In this paper we revisit one of our former Doppler imaging targets, IN Comae (=HD 112313, Strassmeier et al. 1997a; hereafter Paper 1), the central object of the faint planetary nebula LoTr 5 (Longmore & Tritton 1980). The system consists of a white dwarf and a giant G star, which is evident from the composite spectra obtained by the International Ultraviolet Explorer (IUE; Feibelman & Kaler 1983). Actually, the central object is a long-period (Porb ≈ 2700 d, or ∼7.4 yr) binary system, consisting of a rapidly rotating magnetically active G5 giant (vsini = 67 km s−1) and a hot (Teff ≈ 150 000 K) sub-dwarf companion (cf. Jones et al. 2017, and their references). It was even suggested that the G5 component had a close companion, forming a hierarchical triple system (Jasniewicz et al. 1987; Malasan et al. 1991). However, this option has recently been disproved by Van Winckel et al. (2014), who suggested that either the white dwarf (or hot sub-dwarf) formed a close binary together with a yet undiscovered star of some 2–3 M, or alternatively the orbital plane was not coplanar with the waist of the bipolar nebula. The cool star was found to be barium-rich (Thévenin & Jasniewicz 1997) as a consequence of contamination by s-process elements from the AGB progenitor envelope (cf. Bisterzo et al. 2011), supporting the presumption of spinning-up of the cool component by accreting the ejected envelope material.

Rotational and orbital period determinations of IN Com in the past yielded misinterpretations and even contradictory results. As fundamental period, 5.9 day was reported by Noskova (1989), which was attributed to rotation of the G5 giant (see Paper 1). However, Malasan et al. (1991) argued for 1.2 day as the most prominent photometric signal (i.e. the 1−f alias of 5.9 days), and also for 1.75 days, based on radial velocity measurements, as a possible orbital period of the assumed close binary. Jasniewicz et al. (1994) could not confirm this binary orbit, but they claimed that 1.2 day was indeed correct. After a revision, however, Jasniewicz et al. (1996) found the 5.9 day period to be more realistic. Oddly, Kuczawska & Mikolajewski (1993) found an even shorter period of 0.25 days, which, however, has not been confirmed since. Furthermore, the radial velocity measurements in Paper 1 did not support the close binary hypothesis. Only recently, Jones et al. (2017) have updated the first reliable orbital motion detection by Van Winckel et al. (2014) and proposed an orbital period of 2717 ± 63 days (∼7.4 yr) for the G5 star.

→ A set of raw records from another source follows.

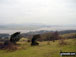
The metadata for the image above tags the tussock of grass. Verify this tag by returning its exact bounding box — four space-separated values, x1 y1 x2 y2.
0 39 76 57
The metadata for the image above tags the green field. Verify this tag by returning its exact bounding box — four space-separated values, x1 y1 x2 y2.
0 39 76 57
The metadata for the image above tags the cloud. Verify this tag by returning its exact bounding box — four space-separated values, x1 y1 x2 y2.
0 0 76 25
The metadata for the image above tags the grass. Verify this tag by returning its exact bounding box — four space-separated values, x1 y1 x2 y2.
0 39 76 57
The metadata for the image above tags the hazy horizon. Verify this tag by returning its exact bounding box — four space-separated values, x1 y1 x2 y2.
0 0 76 25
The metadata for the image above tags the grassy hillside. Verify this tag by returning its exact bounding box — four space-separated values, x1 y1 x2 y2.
0 39 76 57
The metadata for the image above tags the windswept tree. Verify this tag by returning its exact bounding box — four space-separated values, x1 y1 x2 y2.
10 32 21 44
31 34 40 46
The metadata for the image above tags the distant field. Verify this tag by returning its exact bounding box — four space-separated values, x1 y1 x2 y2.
0 39 76 57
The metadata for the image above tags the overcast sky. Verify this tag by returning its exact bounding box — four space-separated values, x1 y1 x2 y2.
0 0 76 25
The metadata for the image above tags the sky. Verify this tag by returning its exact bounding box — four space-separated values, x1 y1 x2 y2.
0 0 76 25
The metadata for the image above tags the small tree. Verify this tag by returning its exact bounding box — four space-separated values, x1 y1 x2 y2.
10 32 21 44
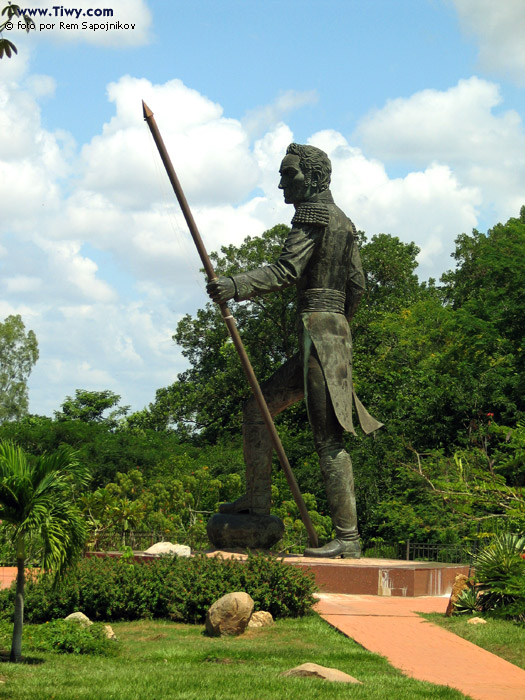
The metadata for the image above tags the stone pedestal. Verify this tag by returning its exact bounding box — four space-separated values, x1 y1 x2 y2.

IN Com was observed in X-rays by XMM-Newton with all three European Photon Imaging Cameras (EPIC) on 6 June 2002, and by Chandra on 4 December 2002 (Montez et al. 2010). Spectral fitting shows that the X-ray emission is characterized by two components at about 0.65 keV (both XMM-Newton and Chandra) and at 2.27 and 3.49 keV (XMM-Newton and Chandra, respectively), while the X-ray luminosity was measured as log LX ≈ 30 erg s−1. Guerrero (2012) fitted the XMM-Newton EPIC planetary nebula spectrum with 8 × 1030 erg s−1 at 0.61 and 3.1 keV, and constructed a spectral energy distribution model from the XMM-Newton data, the available IUE spectra, and ground-based optical and near-infrared photometry. The non-local thermodynamic equilibrium (non-LTE) model showed good agreement with a contribution from a supposed G5 III companion star. It seems that the X-ray emission dominantly originates from the corona of the magnetically active late-type component of the binary (see Montez et al. 2010, for details).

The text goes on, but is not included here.